I had a sweet friend ask me, “If you knew you would only have your son for a year or two when he was born, would you have still had him?”  My response was, “Of course, he’s my son!”  “It’s the same thing,” she said.  “We don’t know how long we get them.  We just have to love them while they are here.” We think God is big enough for that, too.

“Can you handle more kids?”

This one makes me laugh, because honestly, there are days when I would tell you, “No!

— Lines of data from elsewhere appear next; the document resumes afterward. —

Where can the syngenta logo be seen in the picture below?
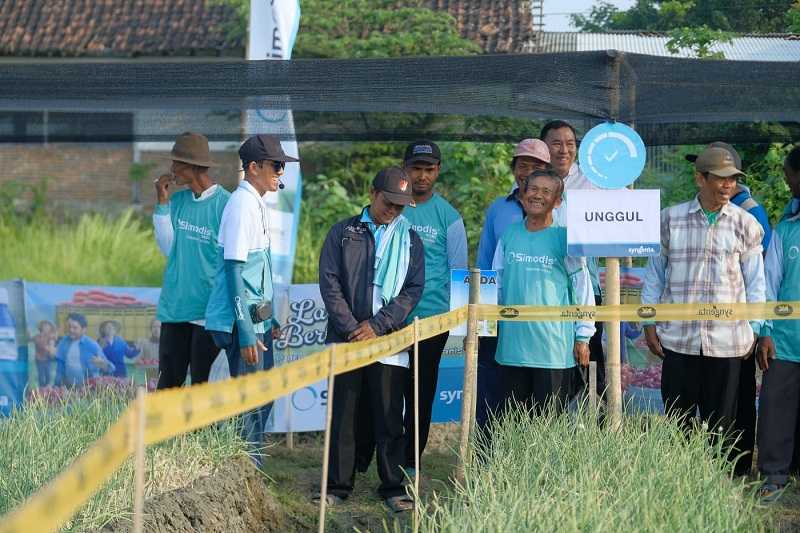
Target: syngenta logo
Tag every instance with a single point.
(641, 250)
(200, 230)
(450, 396)
(520, 257)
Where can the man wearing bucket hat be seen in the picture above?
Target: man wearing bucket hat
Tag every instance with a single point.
(529, 155)
(239, 311)
(710, 252)
(746, 408)
(371, 275)
(186, 227)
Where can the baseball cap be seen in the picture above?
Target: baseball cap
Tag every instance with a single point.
(533, 148)
(425, 151)
(737, 160)
(717, 161)
(393, 182)
(264, 147)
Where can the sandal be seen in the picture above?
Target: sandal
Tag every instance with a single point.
(399, 504)
(331, 500)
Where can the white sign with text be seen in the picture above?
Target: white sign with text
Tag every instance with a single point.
(616, 223)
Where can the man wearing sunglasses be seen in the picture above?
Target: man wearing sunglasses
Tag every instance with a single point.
(239, 313)
(186, 227)
(371, 275)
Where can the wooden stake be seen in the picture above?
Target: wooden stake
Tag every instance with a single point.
(417, 458)
(470, 369)
(323, 490)
(613, 368)
(137, 433)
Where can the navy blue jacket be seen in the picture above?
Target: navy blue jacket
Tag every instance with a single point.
(346, 272)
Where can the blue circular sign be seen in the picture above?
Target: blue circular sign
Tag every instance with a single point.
(612, 155)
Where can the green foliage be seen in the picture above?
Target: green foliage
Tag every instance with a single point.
(40, 441)
(698, 41)
(95, 250)
(569, 473)
(654, 15)
(139, 171)
(364, 28)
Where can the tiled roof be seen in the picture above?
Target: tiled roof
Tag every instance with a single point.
(753, 47)
(111, 27)
(499, 26)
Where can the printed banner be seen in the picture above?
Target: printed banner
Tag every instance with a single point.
(459, 296)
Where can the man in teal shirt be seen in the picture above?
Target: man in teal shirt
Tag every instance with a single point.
(186, 227)
(779, 346)
(239, 313)
(538, 359)
(444, 238)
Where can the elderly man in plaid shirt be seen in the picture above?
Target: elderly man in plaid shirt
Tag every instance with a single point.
(710, 253)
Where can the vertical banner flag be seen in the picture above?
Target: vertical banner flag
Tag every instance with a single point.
(273, 28)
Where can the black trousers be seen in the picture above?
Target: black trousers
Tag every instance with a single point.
(537, 388)
(596, 353)
(384, 393)
(184, 347)
(777, 420)
(430, 354)
(710, 384)
(745, 424)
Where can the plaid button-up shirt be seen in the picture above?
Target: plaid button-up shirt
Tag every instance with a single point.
(699, 262)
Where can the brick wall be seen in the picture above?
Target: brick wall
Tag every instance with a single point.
(95, 177)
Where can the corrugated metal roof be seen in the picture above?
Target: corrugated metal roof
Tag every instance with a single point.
(742, 48)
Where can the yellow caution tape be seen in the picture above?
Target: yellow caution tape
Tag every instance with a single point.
(172, 412)
(176, 411)
(639, 313)
(57, 501)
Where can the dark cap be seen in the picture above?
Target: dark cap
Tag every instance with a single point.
(425, 151)
(263, 147)
(393, 182)
(737, 160)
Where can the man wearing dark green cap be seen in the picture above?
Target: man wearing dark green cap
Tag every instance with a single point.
(239, 312)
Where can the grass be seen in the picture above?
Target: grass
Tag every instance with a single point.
(94, 250)
(40, 441)
(565, 473)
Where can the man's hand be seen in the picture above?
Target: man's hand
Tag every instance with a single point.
(581, 353)
(363, 332)
(162, 184)
(251, 354)
(653, 342)
(764, 352)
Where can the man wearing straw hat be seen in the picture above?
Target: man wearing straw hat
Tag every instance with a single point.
(239, 312)
(710, 253)
(371, 275)
(186, 227)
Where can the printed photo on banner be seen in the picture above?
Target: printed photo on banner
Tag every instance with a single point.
(84, 336)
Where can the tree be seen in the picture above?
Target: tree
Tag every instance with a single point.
(741, 16)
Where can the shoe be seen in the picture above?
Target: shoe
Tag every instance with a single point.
(399, 504)
(771, 492)
(331, 500)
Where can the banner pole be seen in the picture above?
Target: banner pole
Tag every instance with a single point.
(137, 421)
(323, 490)
(417, 458)
(613, 368)
(468, 400)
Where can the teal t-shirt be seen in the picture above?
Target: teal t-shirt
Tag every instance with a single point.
(193, 259)
(785, 333)
(257, 276)
(438, 225)
(535, 273)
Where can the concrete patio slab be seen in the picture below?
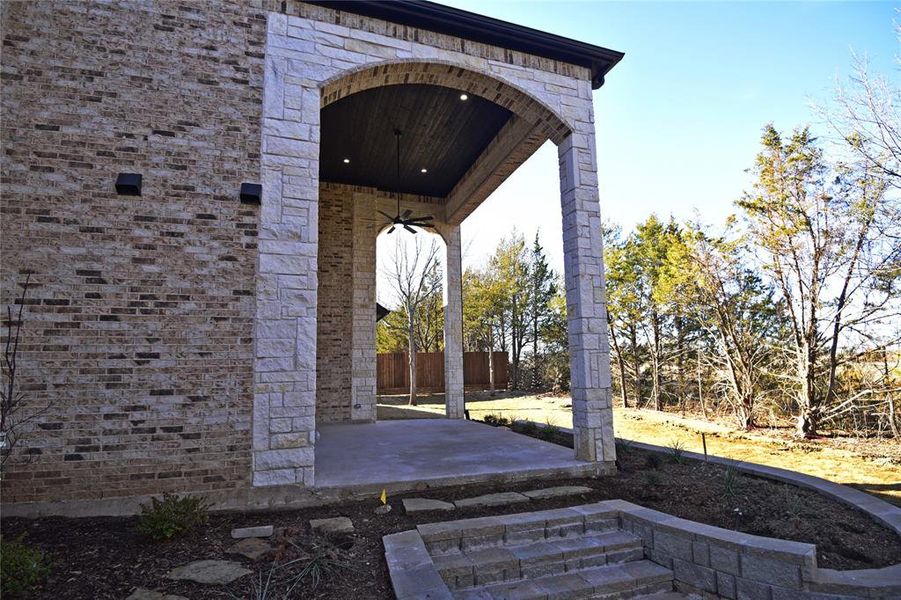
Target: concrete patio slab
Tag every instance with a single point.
(400, 455)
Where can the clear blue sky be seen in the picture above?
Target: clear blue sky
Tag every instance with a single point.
(678, 120)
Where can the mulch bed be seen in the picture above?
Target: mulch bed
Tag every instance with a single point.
(106, 558)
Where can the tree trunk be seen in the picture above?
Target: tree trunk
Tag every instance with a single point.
(412, 360)
(536, 379)
(680, 348)
(700, 389)
(491, 368)
(808, 412)
(622, 367)
(636, 364)
(655, 362)
(890, 393)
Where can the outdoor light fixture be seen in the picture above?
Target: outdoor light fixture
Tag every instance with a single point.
(251, 193)
(128, 184)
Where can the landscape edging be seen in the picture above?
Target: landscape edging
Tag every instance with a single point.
(704, 559)
(827, 580)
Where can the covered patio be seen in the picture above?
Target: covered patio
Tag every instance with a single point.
(405, 455)
(387, 130)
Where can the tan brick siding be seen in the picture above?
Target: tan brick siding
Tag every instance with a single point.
(139, 326)
(334, 311)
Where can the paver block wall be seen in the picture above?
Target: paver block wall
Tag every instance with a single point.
(720, 563)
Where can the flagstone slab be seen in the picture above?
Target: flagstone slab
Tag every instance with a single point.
(251, 532)
(499, 499)
(252, 548)
(412, 505)
(335, 525)
(144, 594)
(210, 572)
(558, 492)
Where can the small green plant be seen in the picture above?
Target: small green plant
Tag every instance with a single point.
(676, 450)
(731, 481)
(549, 432)
(527, 427)
(794, 505)
(166, 518)
(652, 479)
(496, 420)
(21, 566)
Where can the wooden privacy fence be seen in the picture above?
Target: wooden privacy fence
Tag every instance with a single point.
(393, 373)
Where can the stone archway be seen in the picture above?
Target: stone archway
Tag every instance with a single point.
(447, 74)
(307, 68)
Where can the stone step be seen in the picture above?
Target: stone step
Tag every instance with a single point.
(621, 581)
(478, 567)
(450, 537)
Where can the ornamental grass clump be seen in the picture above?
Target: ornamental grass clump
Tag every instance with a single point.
(21, 567)
(676, 450)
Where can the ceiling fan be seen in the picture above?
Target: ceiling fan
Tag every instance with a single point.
(405, 220)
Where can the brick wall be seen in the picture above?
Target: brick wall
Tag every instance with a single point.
(334, 310)
(138, 328)
(139, 331)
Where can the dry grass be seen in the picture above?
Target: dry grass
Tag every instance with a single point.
(869, 465)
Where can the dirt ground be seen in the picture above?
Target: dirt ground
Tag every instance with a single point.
(100, 558)
(873, 466)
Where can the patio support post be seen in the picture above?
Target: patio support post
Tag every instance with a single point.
(453, 326)
(363, 357)
(585, 301)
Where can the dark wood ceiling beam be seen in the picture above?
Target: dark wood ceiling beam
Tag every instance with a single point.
(512, 146)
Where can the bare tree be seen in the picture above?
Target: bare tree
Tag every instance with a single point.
(865, 117)
(412, 277)
(14, 412)
(829, 241)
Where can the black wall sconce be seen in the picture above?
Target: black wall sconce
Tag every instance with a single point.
(251, 193)
(128, 184)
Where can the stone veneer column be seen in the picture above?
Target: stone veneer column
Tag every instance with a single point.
(585, 296)
(284, 403)
(453, 326)
(363, 359)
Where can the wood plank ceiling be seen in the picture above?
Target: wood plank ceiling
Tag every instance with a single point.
(440, 133)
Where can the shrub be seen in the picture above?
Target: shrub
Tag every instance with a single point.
(677, 451)
(731, 481)
(172, 516)
(652, 479)
(21, 566)
(549, 432)
(496, 420)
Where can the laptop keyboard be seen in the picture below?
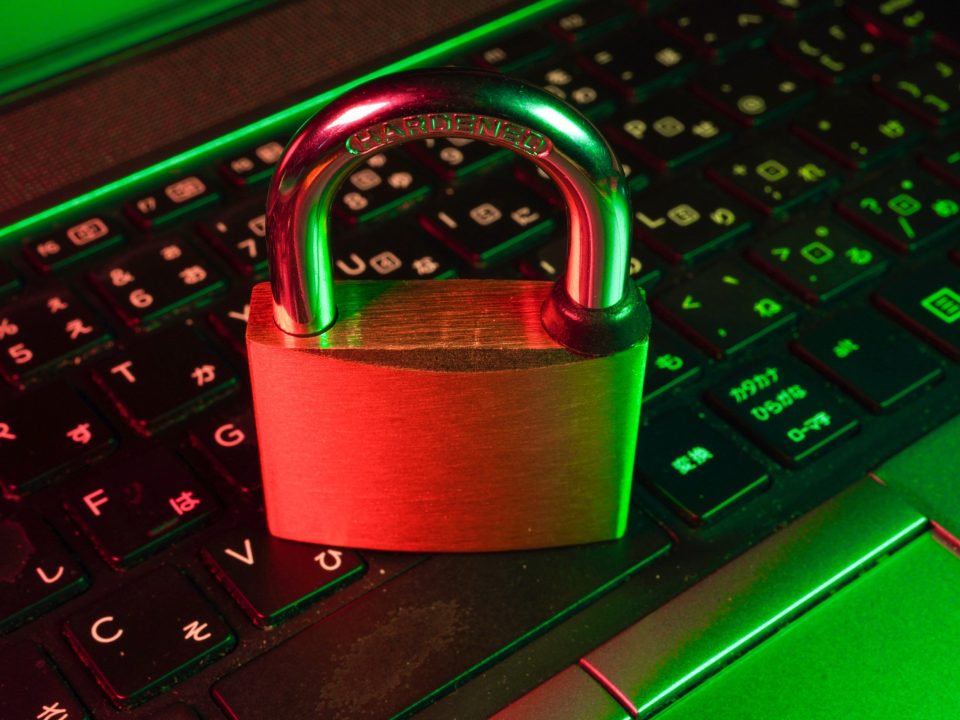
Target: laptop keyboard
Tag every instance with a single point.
(795, 168)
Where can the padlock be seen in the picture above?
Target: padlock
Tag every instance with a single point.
(447, 415)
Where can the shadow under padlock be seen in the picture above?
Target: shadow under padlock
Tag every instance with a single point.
(459, 415)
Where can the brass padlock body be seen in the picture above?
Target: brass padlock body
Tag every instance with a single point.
(439, 415)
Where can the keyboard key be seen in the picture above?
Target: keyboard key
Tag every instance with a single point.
(774, 178)
(700, 473)
(875, 361)
(637, 60)
(550, 261)
(671, 130)
(718, 29)
(157, 279)
(566, 79)
(516, 51)
(906, 210)
(230, 444)
(136, 503)
(30, 686)
(724, 309)
(944, 160)
(164, 206)
(858, 131)
(162, 377)
(490, 223)
(240, 236)
(149, 634)
(587, 21)
(472, 608)
(229, 318)
(456, 158)
(253, 165)
(400, 250)
(38, 572)
(786, 409)
(272, 579)
(687, 221)
(835, 52)
(77, 242)
(927, 87)
(818, 259)
(928, 302)
(671, 363)
(385, 184)
(754, 88)
(47, 431)
(46, 330)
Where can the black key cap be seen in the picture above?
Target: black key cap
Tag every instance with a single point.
(927, 87)
(724, 309)
(453, 158)
(77, 242)
(46, 431)
(858, 131)
(229, 318)
(686, 221)
(272, 579)
(150, 634)
(818, 259)
(38, 572)
(671, 363)
(240, 237)
(9, 279)
(492, 222)
(905, 22)
(157, 279)
(875, 361)
(136, 503)
(944, 160)
(835, 52)
(254, 165)
(698, 471)
(517, 50)
(786, 409)
(587, 21)
(46, 330)
(718, 29)
(550, 261)
(473, 608)
(384, 185)
(751, 97)
(566, 79)
(230, 444)
(400, 250)
(172, 202)
(775, 178)
(163, 377)
(671, 130)
(638, 60)
(928, 302)
(30, 687)
(906, 210)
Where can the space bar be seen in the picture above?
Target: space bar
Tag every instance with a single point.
(402, 645)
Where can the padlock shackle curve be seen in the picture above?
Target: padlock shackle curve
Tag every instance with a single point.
(441, 103)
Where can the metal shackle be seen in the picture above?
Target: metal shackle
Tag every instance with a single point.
(594, 308)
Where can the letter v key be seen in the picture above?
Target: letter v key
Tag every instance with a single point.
(247, 557)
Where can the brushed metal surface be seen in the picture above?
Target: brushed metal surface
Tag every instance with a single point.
(440, 416)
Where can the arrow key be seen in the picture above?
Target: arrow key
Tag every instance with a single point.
(272, 579)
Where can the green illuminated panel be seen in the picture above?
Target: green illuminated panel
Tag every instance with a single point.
(289, 116)
(678, 646)
(885, 647)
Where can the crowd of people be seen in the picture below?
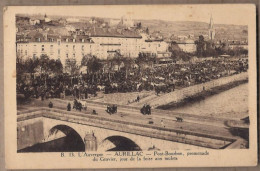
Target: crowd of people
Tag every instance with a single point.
(159, 78)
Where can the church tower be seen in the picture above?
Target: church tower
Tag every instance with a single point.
(211, 29)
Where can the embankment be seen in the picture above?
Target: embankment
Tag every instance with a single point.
(197, 92)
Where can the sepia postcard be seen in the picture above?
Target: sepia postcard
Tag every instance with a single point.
(130, 86)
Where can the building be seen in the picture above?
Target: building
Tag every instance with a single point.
(104, 43)
(211, 29)
(187, 45)
(56, 47)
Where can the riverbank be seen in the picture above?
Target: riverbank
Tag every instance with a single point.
(202, 95)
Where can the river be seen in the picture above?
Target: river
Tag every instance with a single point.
(232, 103)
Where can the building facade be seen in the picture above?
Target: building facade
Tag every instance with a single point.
(102, 45)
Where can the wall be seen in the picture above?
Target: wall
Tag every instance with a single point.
(178, 95)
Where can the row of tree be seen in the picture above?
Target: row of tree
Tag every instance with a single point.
(205, 49)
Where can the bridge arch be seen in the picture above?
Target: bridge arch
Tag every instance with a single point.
(64, 138)
(119, 143)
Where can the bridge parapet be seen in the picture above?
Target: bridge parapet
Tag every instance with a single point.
(121, 126)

No more kids!”  The days when they drive me crazy.  The days they fight.  The days I wonder why there is pee on the wall in the bathroom!

But, then there are all of those thousands of moments, when I’m hugging them, snuggled up next to them, or just watching them play.  I think about all of those kids, approximately 400,000 nationwide, who are in limbo.  Who’s futures are uncertain, because they are in the foster care system.  And, I think, “Someone should be snuggled up to them, telling them they are worthy, and just watching them play.”

I look at my husband, who is a walking testament to the power that loving families can have in the life of a child.  Not a day goes by when I don’t recognize the way the Morris’ saved him.  They could have said, “We have too many kids!”  They could have said, “He’s too broken.”  But they didn’t.  They took him in and loved him just as he was.  Without that sacrifice of love, Steve and I would have no love story.  Our family would never exist.  The world would never get to see our daughter’s amazing creativity, or our son’s ability to make everyone smile.  They would not be here.

So, on days when I don’t think I can handle anymore kids, God gently reminds me every time I glance at my husband, “Yes, you can.”

As for all of the other questions, I don’t have the answers right now.  But, I do humbly, have a few requests.  Know that we will be hard to hang around sometimes.  We will be taking care of kids that have endured trauma, and trying to create a “normal” family life for bio and foster kids alike.  There will undoubtably be behaviors, tantrums, and awkward conversations.  Please be patient with us.  Please listen to us without judgement when we need to vent.  At some point, I will probably say something like, “I just can’t do this.”  Please offer an ear, a shoulder, or let’s be honest, a glass of red wine.  Sometimes, we will just need to talk out our hurts.  But above all, please pray for us.  Pray that we know what to do and say in all of those moments when we don’t know what to do and say.  Pray for our bio kids, that in the hard moments they understand the massive love we have for them, and the importance of the work that we (our family) is doing.

Through all of this, we know God is able.  We know this cliff looks so high, and the fall will be tremendous.  But at the bottom, we have faith that waters of healing will be plentiful, and joy indescribable waits.